A notícia pesa sobre os futuros da soja negociadas na Bolsa de Chicago, não só para o grão, mas também para farelo e óleo. Os três produtos, por volta de 8h40 (horário de Brasília), perdiam já quase 1% entre as posições mais negociadas.
O objetivo central do governo de Javier Milei é dar suporte ao dólar, aumentando a oferta da moeda americana no país, ao passo em que a medida deverá estimular forte a comercialização da soja e dos derivados neste pouco mais de um mês de imposto zerado.
Segundo os especialistas, uma medida como esta de zerar a tarifa de exportações não estava no radar, mesmo com as baixas recentes e temporárias dos últimos meses.
"Foi uma bomba, uma surpresa para todos, ninguém esperava por essa medida. A Argentina, por alguns problemas econômicos e pelo resultado eleitoral de Milei na província de Buenos Aires, vinha registrando uma tensão cambial onde o peso vinha se desvalorizando contra o dólar", relata, direto da Argentina ao Notícias Agrícolas, o diretor da Globaltecnos, Sebastian Gavalda.
No entanto, o analista argentino destaca que a medida ainda não foi publicada no Diário Oficial e "por isso, precisamos esperamos para ver as letras miúdas".
Gavalda explica que a Argentina tem estoques de, aproximadamente, 20 milhões de toneladas de soja e 12 milhões de toneladas de milho ainda a serem comercializadas, o que os torna consideravelmente competitivos no mercado internacional de ambos, sobretudo de soja. No trigo, o volume é de cerca de nove milhões de toneladas.

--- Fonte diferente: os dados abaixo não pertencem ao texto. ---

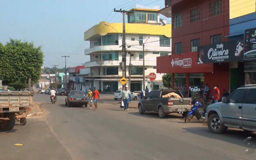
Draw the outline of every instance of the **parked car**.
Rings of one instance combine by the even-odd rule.
[[[172,92],[178,95],[181,98],[162,97]],[[166,114],[171,113],[182,113],[185,117],[188,112],[191,111],[191,98],[183,98],[181,93],[178,90],[154,90],[139,101],[139,113],[143,114],[146,111],[158,112],[159,117],[162,118],[164,118]]]
[[[131,98],[132,99],[136,100],[138,99],[138,95],[132,92],[131,92]],[[116,90],[114,94],[114,99],[116,101],[122,98],[122,91]]]
[[[84,105],[87,107],[87,97],[82,91],[70,91],[66,97],[65,105],[68,107],[72,105]]]
[[[256,85],[243,85],[222,102],[207,107],[205,118],[213,133],[223,133],[228,127],[256,131]]]
[[[64,89],[60,89],[58,92],[58,95],[64,95],[66,93],[66,91]]]

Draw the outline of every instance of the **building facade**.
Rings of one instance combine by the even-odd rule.
[[[232,91],[231,88],[237,87],[237,83],[232,84],[234,78],[232,73],[235,69],[231,69],[231,71],[230,69],[238,69],[238,65],[240,65],[237,64],[238,61],[223,60],[205,64],[199,55],[207,55],[208,53],[205,49],[204,52],[203,49],[198,51],[198,48],[212,45],[218,50],[221,48],[219,46],[229,41],[231,26],[234,25],[230,24],[232,23],[230,17],[234,18],[255,12],[255,1],[195,0],[192,3],[188,0],[165,0],[165,3],[166,7],[160,12],[172,18],[173,55],[169,58],[158,58],[158,73],[173,73],[172,87],[180,89],[184,88],[185,84],[188,90],[189,86],[202,89],[208,83],[213,91],[213,85],[216,84],[219,85],[222,94],[224,89]],[[182,64],[180,62],[181,61]],[[170,64],[168,69],[163,69],[163,65]],[[240,73],[237,73],[237,76],[241,76]]]
[[[171,25],[160,18],[160,8],[144,8],[137,6],[131,10],[126,24],[127,56],[126,79],[130,74],[130,63],[132,91],[142,89],[143,70],[145,70],[145,85],[149,88],[162,87],[162,76],[157,74],[154,84],[148,79],[150,73],[156,73],[156,57],[171,54]],[[122,87],[119,80],[122,77],[122,23],[107,24],[102,22],[84,32],[84,40],[90,41],[90,48],[85,50],[90,56],[85,64],[90,73],[85,76],[90,87],[95,86],[103,92],[112,92]],[[143,47],[144,45],[145,67],[143,67]],[[87,70],[88,73],[89,70]],[[128,85],[128,83],[126,84]]]

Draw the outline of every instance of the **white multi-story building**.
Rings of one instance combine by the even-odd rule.
[[[136,7],[130,11],[132,13],[128,14],[128,23],[125,26],[126,79],[128,80],[130,56],[132,65],[130,90],[142,90],[142,44],[144,43],[145,85],[150,89],[152,84],[148,75],[154,73],[157,76],[154,81],[154,89],[161,88],[162,74],[156,74],[156,57],[171,54],[171,26],[160,18],[158,13],[160,8]],[[85,79],[90,87],[93,85],[107,92],[114,92],[122,87],[119,80],[122,76],[120,65],[122,59],[122,23],[102,22],[84,32],[84,40],[90,42],[90,48],[86,49],[84,54],[90,55],[90,61],[85,64],[87,69],[84,71],[86,69],[87,72],[84,74],[87,74]]]

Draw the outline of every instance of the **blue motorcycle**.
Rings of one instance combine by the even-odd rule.
[[[188,123],[190,122],[194,116],[196,117],[196,119],[198,120],[200,119],[204,120],[205,119],[205,115],[206,107],[204,107],[203,112],[200,113],[198,111],[198,108],[203,107],[202,104],[195,99],[192,99],[191,100],[191,103],[193,105],[193,106],[191,107],[191,111],[188,113],[186,117],[185,118],[185,122]]]

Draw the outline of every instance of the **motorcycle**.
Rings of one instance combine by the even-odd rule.
[[[55,103],[57,101],[56,100],[56,96],[54,95],[51,96],[51,102],[52,104],[55,104]]]
[[[185,122],[188,123],[192,120],[194,116],[196,117],[196,119],[198,120],[201,119],[203,120],[205,120],[205,113],[206,111],[206,108],[208,105],[212,103],[212,102],[207,103],[206,106],[203,105],[199,102],[197,101],[195,99],[191,100],[191,103],[193,106],[191,107],[191,111],[188,113],[187,116],[185,118]],[[203,112],[200,112],[198,110],[199,107],[203,107]]]

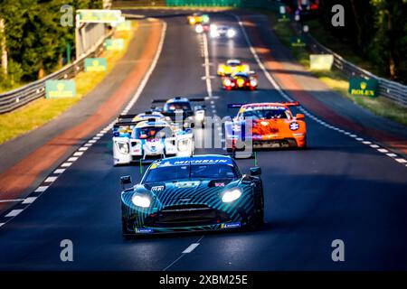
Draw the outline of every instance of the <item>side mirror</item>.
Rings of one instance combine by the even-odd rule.
[[[297,114],[296,118],[298,120],[303,120],[305,118],[305,116],[303,114]]]
[[[123,190],[125,189],[125,185],[129,184],[129,183],[131,183],[131,176],[124,175],[124,176],[120,177],[120,184],[121,184]]]
[[[261,168],[260,166],[255,166],[251,168],[251,176],[259,176],[261,174]]]

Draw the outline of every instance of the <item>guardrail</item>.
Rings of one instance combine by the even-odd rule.
[[[66,65],[62,70],[47,75],[42,79],[31,82],[16,89],[0,94],[0,114],[13,111],[21,107],[29,102],[40,98],[45,97],[45,81],[49,79],[68,79],[75,77],[80,71],[83,70],[85,58],[97,57],[103,51],[104,41],[110,37],[113,31],[106,34],[98,42],[93,49],[76,60],[71,64]]]
[[[301,26],[296,23],[294,28],[298,33],[301,33]],[[356,65],[346,61],[342,56],[319,43],[309,33],[302,33],[305,42],[314,53],[334,55],[334,67],[344,73],[346,77],[360,77],[365,79],[374,79],[377,80],[378,95],[393,100],[398,105],[407,107],[407,86],[380,78]]]

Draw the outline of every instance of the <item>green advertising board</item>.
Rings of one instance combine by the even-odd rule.
[[[309,54],[309,69],[311,70],[329,71],[334,64],[332,54]]]
[[[124,20],[120,10],[79,9],[76,13],[80,23],[120,23]]]
[[[107,70],[106,58],[85,58],[85,72],[106,71]]]
[[[376,97],[377,80],[362,78],[349,79],[349,94],[352,96]]]
[[[279,18],[277,18],[277,21],[278,22],[289,22],[289,16],[287,16],[286,14],[284,14],[279,15]]]
[[[292,47],[305,47],[304,38],[302,36],[291,36],[289,42]]]
[[[46,80],[45,98],[65,98],[76,97],[75,80]]]
[[[121,51],[124,48],[124,41],[122,38],[107,39],[105,48],[107,51]]]
[[[116,31],[130,31],[131,30],[131,22],[129,20],[126,20],[116,26]]]

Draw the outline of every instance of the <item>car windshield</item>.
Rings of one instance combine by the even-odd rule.
[[[230,65],[230,66],[238,66],[240,64],[241,64],[241,62],[238,61],[228,61],[228,65]]]
[[[137,139],[159,139],[171,137],[172,135],[171,128],[168,126],[147,126],[136,128],[134,137]]]
[[[143,182],[188,179],[235,179],[237,177],[238,172],[236,169],[228,164],[185,164],[150,169],[147,172]]]
[[[289,118],[286,109],[252,109],[243,112],[243,117],[253,119]]]
[[[173,110],[192,110],[191,104],[189,102],[172,102],[166,103],[164,107],[166,111]]]
[[[249,75],[246,73],[236,73],[234,75],[234,78],[235,79],[247,79],[247,78],[249,78]]]

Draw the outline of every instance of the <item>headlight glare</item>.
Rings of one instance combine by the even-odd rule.
[[[222,202],[232,202],[241,196],[241,191],[238,188],[226,191],[222,196]]]
[[[180,152],[185,152],[190,148],[190,141],[188,138],[182,139],[178,141],[178,150]]]
[[[131,198],[131,201],[135,206],[141,208],[148,208],[151,204],[151,200],[147,196],[141,195],[134,195],[133,198]]]
[[[128,143],[116,143],[118,144],[118,151],[121,154],[128,154]]]

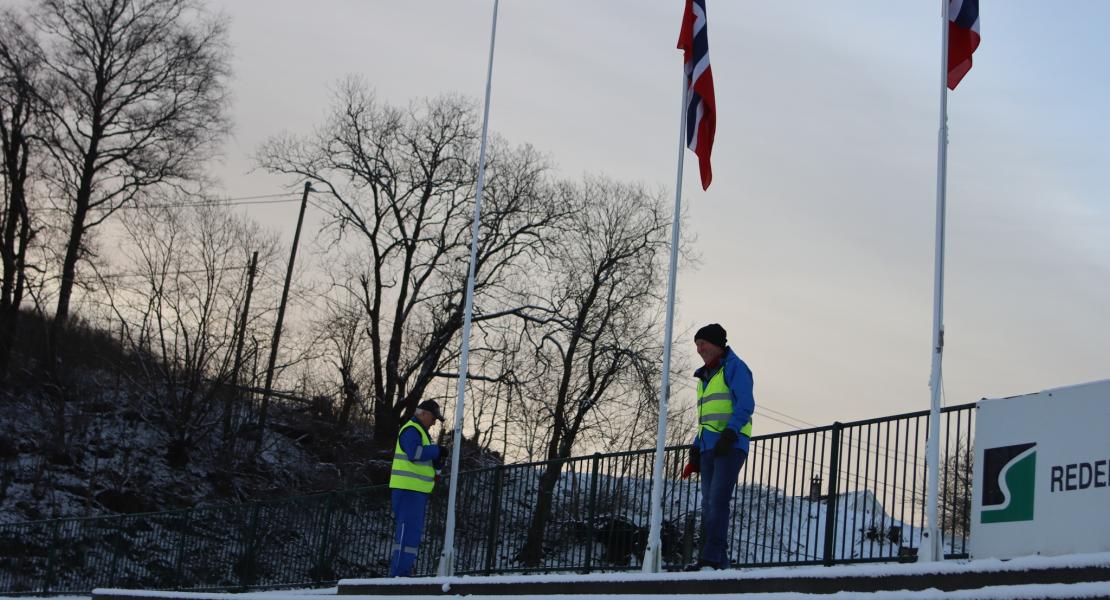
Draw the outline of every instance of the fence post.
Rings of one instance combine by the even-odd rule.
[[[331,492],[327,495],[327,506],[324,508],[324,532],[320,536],[320,555],[316,558],[315,574],[313,576],[316,581],[324,581],[325,573],[327,573],[327,545],[331,542],[331,531],[332,531],[332,515],[335,512],[335,498],[337,494]],[[326,579],[331,579],[329,576]]]
[[[43,593],[49,593],[50,589],[54,587],[54,562],[57,562],[58,538],[60,536],[58,530],[61,529],[61,520],[56,520],[53,532],[50,536],[50,550],[47,552],[47,577],[42,581]]]
[[[185,529],[189,526],[189,515],[190,510],[181,512],[180,522],[178,523],[178,556],[173,559],[173,577],[175,583],[180,587],[185,584],[185,571],[181,562],[185,556]]]
[[[112,540],[112,566],[111,566],[111,570],[109,570],[109,572],[108,572],[108,586],[114,588],[114,587],[117,587],[115,582],[119,581],[120,555],[122,555],[123,551],[124,551],[123,550],[123,530],[124,530],[123,522],[124,522],[124,520],[123,519],[115,519],[115,520],[98,519],[98,520],[101,520],[102,522],[105,522],[105,523],[119,523],[119,528],[118,528],[118,530],[115,532],[115,537]]]
[[[840,480],[840,429],[844,425],[840,421],[833,424],[833,443],[829,454],[829,498],[825,504],[825,566],[830,567],[836,562],[836,509],[838,482]]]
[[[588,573],[594,568],[594,520],[597,517],[597,478],[601,475],[597,468],[602,460],[602,455],[594,452],[594,457],[589,460],[589,506],[586,510],[586,530],[589,531],[589,537],[586,538],[586,572]]]
[[[246,526],[246,548],[244,549],[243,552],[243,570],[242,570],[243,574],[240,576],[242,578],[240,580],[240,584],[243,588],[246,588],[248,586],[254,583],[255,579],[254,555],[255,555],[255,545],[259,531],[259,510],[261,506],[262,502],[254,502],[254,506],[251,507],[251,520]]]
[[[493,566],[497,559],[497,530],[501,528],[501,490],[504,485],[505,465],[497,465],[493,477],[493,506],[490,512],[490,531],[486,533],[486,574],[493,573]]]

"Obviamente, quando se tem uma medida como esta o que temos que observar é uma maior oferta podendo gerar uma baixa nos preços. Então, veremos se o mercado toma esta medida como uma medida baixista. Agora, o que estamos esperando é a publicação no Diário Oficial para entender os detalhes e os impactos", diz.
A seguir, mais informações.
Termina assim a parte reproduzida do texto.